I'm going to treat this issue as "Implement Library Charges", unless there are any objections. This will allow us to keep discussion in one place and have a concrete goal to allow us to close this.

The other proposal in this issue was to allow different semiempirical treatments for different components of a system. To the best of my understanding, that is no longer a feature we prioritize. Is this correct?

jchodera commented 5 years ago

Agreed!

davidlmobley commented 5 years ago

@j-wags treating this as "implement library charges" works fine as long as the API is designed in such a way that library charges can be applied to COMPONENTS of a system, not just the whole system. Specifically, common workflows will want, simultaneously:

Implementation of library charges needs to be done in a way that allows this to happen. If using "library charges" meant we also had to have library charges for a ligand, that would be painful.

jchodera commented 5 years ago

Yes, we designed the spec with that in mind!

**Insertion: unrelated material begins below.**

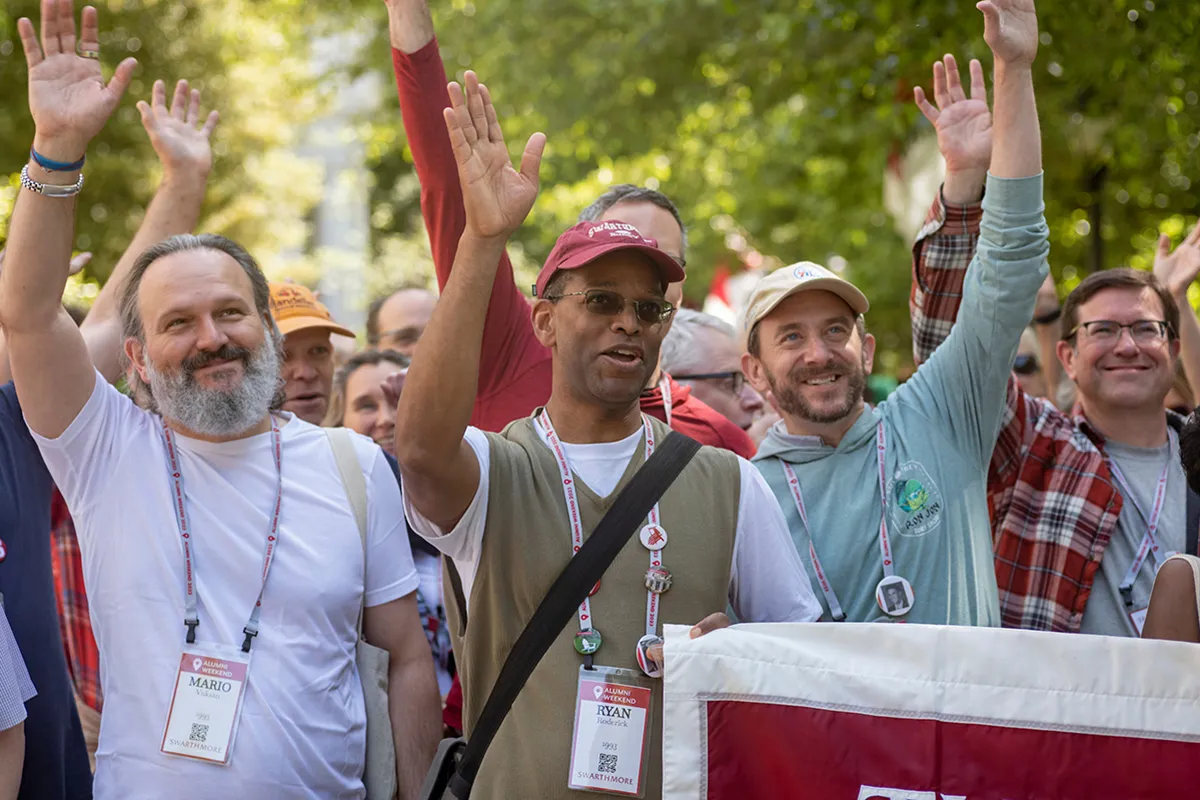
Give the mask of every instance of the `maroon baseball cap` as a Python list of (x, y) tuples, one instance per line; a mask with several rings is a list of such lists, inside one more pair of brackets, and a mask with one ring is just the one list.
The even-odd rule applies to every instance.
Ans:
[(637, 228), (628, 222), (606, 219), (604, 222), (580, 222), (571, 225), (554, 242), (554, 249), (550, 251), (546, 264), (538, 273), (538, 283), (533, 287), (535, 297), (542, 296), (546, 284), (554, 272), (559, 270), (577, 270), (596, 260), (605, 253), (619, 249), (631, 249), (644, 254), (654, 265), (659, 267), (662, 276), (664, 288), (668, 283), (683, 281), (684, 272), (679, 261), (674, 260), (665, 251), (659, 249), (659, 243), (637, 231)]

jchodera commented 5 years ago

See https://open-forcefield-toolkit.readthedocs.io/en/latest/smirnoff.html#partial-charge-and-electrostatics-models

If that doesn't work for your use cases or anything isn't specified in sufficient detail, please let us know!

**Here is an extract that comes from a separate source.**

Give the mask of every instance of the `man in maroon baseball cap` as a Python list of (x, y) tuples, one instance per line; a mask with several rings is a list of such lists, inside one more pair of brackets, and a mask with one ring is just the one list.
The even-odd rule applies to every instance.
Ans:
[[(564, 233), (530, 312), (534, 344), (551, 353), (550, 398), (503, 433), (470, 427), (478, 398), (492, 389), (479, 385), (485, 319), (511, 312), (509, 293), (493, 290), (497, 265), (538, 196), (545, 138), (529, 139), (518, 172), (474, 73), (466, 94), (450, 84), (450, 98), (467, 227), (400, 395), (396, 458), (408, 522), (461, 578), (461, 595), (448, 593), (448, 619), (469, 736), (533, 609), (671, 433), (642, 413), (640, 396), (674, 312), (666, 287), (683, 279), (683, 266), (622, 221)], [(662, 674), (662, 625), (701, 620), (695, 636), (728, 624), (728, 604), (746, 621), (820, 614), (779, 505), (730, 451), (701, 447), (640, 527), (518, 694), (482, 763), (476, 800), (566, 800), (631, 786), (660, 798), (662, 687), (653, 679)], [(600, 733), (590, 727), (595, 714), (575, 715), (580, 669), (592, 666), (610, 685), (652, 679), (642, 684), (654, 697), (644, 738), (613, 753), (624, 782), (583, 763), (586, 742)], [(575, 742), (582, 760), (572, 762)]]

davidlmobley commented 5 years ago

Right now that section of the docs: a) doesn't mention using AM1-BCC or similar, except as an aside in the "ChargeIncrementModel" discussion, and b) doesn't discuss precedence of the different sections

I THINK what it's imagining is that the library charges would overrule anything else that could be applied to charges, for components of the system for which there are library charges, but that's not specified in the documentation.

davidlmobley commented 5 years ago

(Maybe this means we need to spin off a separate issue to clean up that portion of the docs, @j-wags .)

j-wags commented 5 years ago

Implementation of library charges needs to be done in a way that allows this to happen.

Understood. I think we're on the same page about this. I'll think about a way to structure it so that charge sources are prioritized as: 1) Take charges from molecule, if charge_from_molecule is specified during system creation, otherwise 2) Search for library charges for the molecule, otherwise 3) Use a semiempirical method to calculate charges

Note: as we move toward an implementation, we should keep in mind that this will need to handle protein residues in the future, where we want to apply library charges piecewise to a large molecule.

jchodera commented 5 years ago

It does specify precedence:

"Note that atoms for which library charges have already been applied are excluded from charging via ."

But we could make that clearer.

I can't find mention of the ToolkitCharges. The ChargeIncrementModel was supposed to be our AM1-BCC, but we added the toolkit charge as a temporary workaround and may have neglected to add it to the spec. So yes, let's amend the spec in a bugfix release (spinning off a separate issue).

SimonBoothroyd commented 5 years ago

Library charges would definitely be useful to have - especially when dealing with hydrated system! Is there a tentative milestone target for this?

j-wags commented 5 years ago

Not yet, though I've gotten inquiries from @bannanc and @proteneer about when LibraryCharges will be ready. This is probably something we can aim for in 0.5.0 (ETA 4-5 weeks). I'll bring this up at the next milestone meeting.

jchodera commented 5 years ago

We should be careful to pair this with optimization improvements since it is currently slow to type many molecules such as waters (which is the primary use case).